Noises that sounded like gunfire could be heard before the line was disconnected. A second call came in, this time reporting shots had been fired in the same area.
Police responded to Fisher's home, a white, cinder-block shop on North Kenwood Street, in an industrial area just off the Yellowstone Highway. The front door had been blasted open. On the concrete in front of the door lay two 12-gauge shotgun casings.
Inside a large shop area, police found Fisher's body. He had been shot in the chest and head.
A few hours later, Edward Taylor, a 42-year-old Casper resident and self-described former Marine, surrendered to sheriff's deputies in Kaycee. As he was driven back to Casper, he told a Johnson County sheriff's lieutenant that he had shot a man, according to a police affidavit.
Taylor's trial is expected to begin this morning in Natrona County District Court. He is charged with first-degree murder in connection with Fisher's death and faces the possibility of life behind bars if convicted.
The murder trial, the third in Natrona County this year, is expected to last eight days.
District Attorney Michael Blonigen will prosecute the case. Representing Taylor are public defenders Kerri Johnson and Rob Oldham.
Fisher was 48 when he died. Divorced and with two grown children, he was known to family members as an easy-going man who ran heavy equipment for a Casper construction company. In his free time, he hung out with friends, worked on his cars and watched NASCAR - a sport that was so important to him that his family put famous driver Dale Earnhardt's number on Fisher's urn.
On the afternoon of his death, Fisher was watching NASCAR with some friends at his home, according to testimony during Edward Taylor's preliminary hearing and interviews with his family.
One of those friends was Edward Taylor's then wife, Beth. At the time, the Taylors were still living in the same home, but the were getting a divorce, according to court documents.
Beth Taylor later told police that when she left Fisher's home that afternoon, her husband was sitting in his pickup, watching her, court records show. He allegedly got out and grabbed her by the hair.
She drove to the Casper police station on North David Street, with Taylor following her in his 2004 Ford F-250 truck.

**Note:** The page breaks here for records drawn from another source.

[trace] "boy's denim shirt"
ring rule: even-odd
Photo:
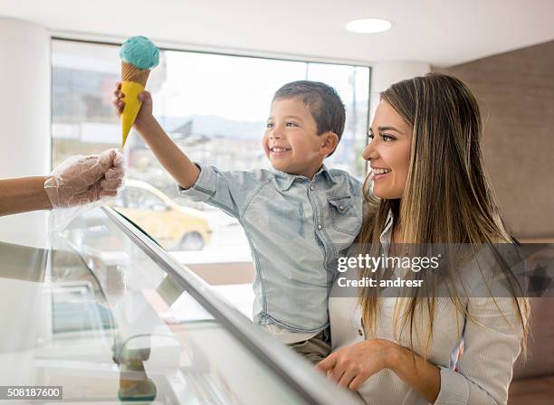
[[[244,229],[256,270],[254,322],[292,332],[326,328],[337,258],[361,227],[361,183],[325,165],[312,180],[274,169],[198,167],[196,183],[179,193],[223,210]]]

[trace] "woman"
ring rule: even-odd
[[[0,180],[0,216],[69,208],[117,195],[123,184],[123,155],[115,149],[72,156],[49,176]]]
[[[464,243],[481,251],[511,243],[484,174],[482,136],[476,100],[457,79],[429,74],[384,91],[363,152],[372,173],[358,250]],[[318,368],[368,403],[506,403],[512,365],[524,348],[527,302],[517,298],[514,283],[505,286],[507,297],[482,297],[476,257],[459,263],[453,273],[435,274],[439,286],[455,285],[453,274],[466,282],[469,292],[454,288],[448,297],[429,287],[423,296],[408,289],[401,298],[371,287],[358,298],[331,293],[334,352]],[[513,278],[509,268],[501,271]],[[463,354],[454,371],[451,354],[460,342]]]

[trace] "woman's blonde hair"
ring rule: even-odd
[[[413,128],[410,160],[401,202],[372,196],[369,176],[366,178],[364,221],[358,237],[360,252],[379,254],[379,237],[389,211],[393,213],[394,226],[402,222],[404,243],[492,248],[493,243],[513,243],[485,175],[481,150],[482,117],[467,86],[454,77],[431,73],[393,84],[381,93],[381,100]],[[502,271],[513,279],[510,268]],[[376,277],[367,269],[362,270],[362,276]],[[529,304],[526,299],[517,298],[520,292],[515,283],[511,287],[523,328],[521,344],[525,350]],[[426,290],[422,297],[420,290],[413,290],[416,292],[396,300],[395,331],[398,330],[399,323],[401,331],[409,326],[413,348],[414,334],[420,335],[414,330],[414,325],[419,325],[415,316],[426,309],[429,316],[429,325],[424,331],[426,353],[433,333],[435,292]],[[459,292],[451,290],[449,297],[456,308],[471,319]],[[364,327],[371,336],[379,313],[378,289],[362,289],[360,304]]]

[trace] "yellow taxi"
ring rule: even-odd
[[[168,250],[201,250],[212,230],[203,212],[175,202],[139,180],[126,180],[114,208]]]

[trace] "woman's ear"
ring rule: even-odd
[[[320,135],[322,137],[321,143],[321,153],[325,156],[329,156],[332,154],[337,148],[337,145],[339,145],[339,136],[334,132],[328,131],[324,134]]]

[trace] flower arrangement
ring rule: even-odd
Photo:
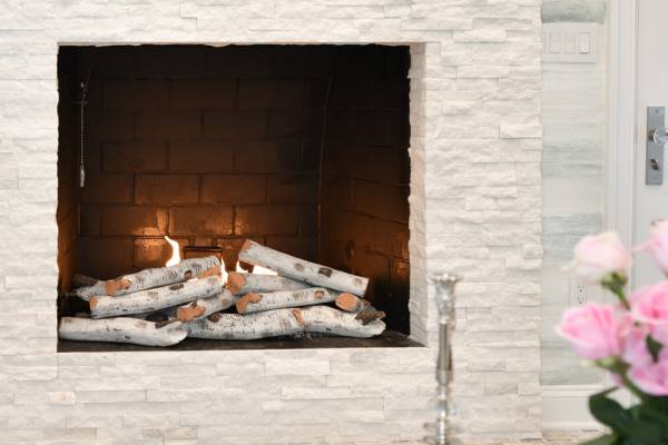
[[[668,275],[668,220],[655,224],[650,239],[636,248]],[[616,387],[589,398],[591,414],[610,432],[587,445],[668,444],[668,280],[625,291],[631,256],[615,233],[584,237],[576,246],[573,274],[617,296],[613,305],[568,309],[557,327],[574,352],[611,374]],[[610,397],[625,387],[637,404]]]

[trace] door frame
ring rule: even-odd
[[[636,229],[639,1],[608,3],[606,228],[617,231],[626,246],[632,245]],[[631,275],[629,288],[632,280]],[[609,376],[605,382],[613,385]],[[627,390],[617,392],[616,398],[627,405],[633,399]]]
[[[633,240],[636,214],[638,1],[608,3],[606,227],[627,246]]]

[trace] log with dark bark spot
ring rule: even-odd
[[[176,312],[176,317],[184,323],[195,322],[234,306],[237,299],[238,297],[235,297],[228,289],[225,289],[213,297],[199,298],[185,306],[180,306]]]
[[[294,336],[304,333],[301,309],[276,309],[263,313],[214,314],[188,324],[188,336],[219,340],[252,340]]]
[[[239,298],[236,308],[239,314],[249,314],[286,307],[321,305],[334,301],[336,296],[321,287],[263,294],[250,293]]]
[[[247,239],[239,251],[239,260],[272,269],[278,275],[338,291],[364,296],[369,278],[335,270],[274,250]]]
[[[376,317],[384,316],[377,313]],[[369,338],[381,335],[385,324],[379,318],[364,323],[356,314],[344,313],[328,306],[312,306],[302,309],[304,328],[307,333],[338,335],[343,337]]]
[[[206,278],[215,275],[220,275],[220,260],[217,257],[189,258],[184,259],[176,266],[144,269],[136,274],[104,281],[104,289],[98,283],[94,286],[75,289],[73,294],[88,300],[94,296],[126,295],[186,281],[191,278]]]
[[[106,319],[63,317],[58,337],[63,340],[130,343],[143,346],[171,346],[188,335],[178,320],[157,324],[137,318]]]
[[[208,298],[222,291],[222,278],[213,276],[156,289],[140,290],[121,297],[91,297],[88,303],[92,318],[105,318],[160,310],[194,299]]]
[[[236,271],[230,271],[227,275],[227,288],[234,295],[277,290],[301,290],[308,287],[313,286],[278,275],[240,274]]]

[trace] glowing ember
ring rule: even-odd
[[[168,236],[165,236],[165,239],[167,240],[167,243],[169,243],[169,246],[171,246],[171,258],[169,258],[169,260],[165,263],[165,266],[176,266],[180,263],[180,249],[178,248],[178,243],[176,243]]]
[[[236,271],[242,273],[242,274],[246,273],[246,270],[244,270],[244,268],[242,267],[242,265],[239,264],[239,261],[237,261]],[[253,274],[257,274],[257,275],[278,275],[274,270],[267,269],[266,267],[262,267],[262,266],[253,266]]]

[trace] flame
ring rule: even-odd
[[[242,274],[246,273],[246,270],[244,270],[244,268],[242,267],[242,265],[239,264],[239,261],[237,261],[236,271],[242,273]],[[267,269],[266,267],[262,267],[262,266],[253,266],[253,274],[257,274],[257,275],[278,275],[274,270]]]
[[[167,243],[169,243],[169,246],[171,246],[171,258],[169,258],[169,260],[165,263],[165,266],[176,266],[180,263],[180,249],[178,248],[178,243],[166,235],[165,240],[167,240]]]

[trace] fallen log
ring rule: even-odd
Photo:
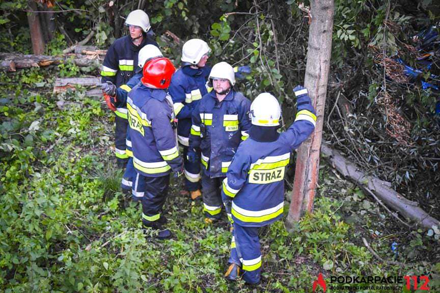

There, he confronted her and pointed a .45-caliber pistol at her head, according to a police affidavit. She pleaded for her life and Taylor put the gun down. Before he drove away, Beth Taylor noticed a shotgun on the passenger seat of his pickup.
At 6:25 p.m., she reported the incident at the police station. She also called Fisher and told him what had happened.
"Okay, I will watch for him here," he replied.
Soon afterward, police dispatch received the 911 call from Fisher's home.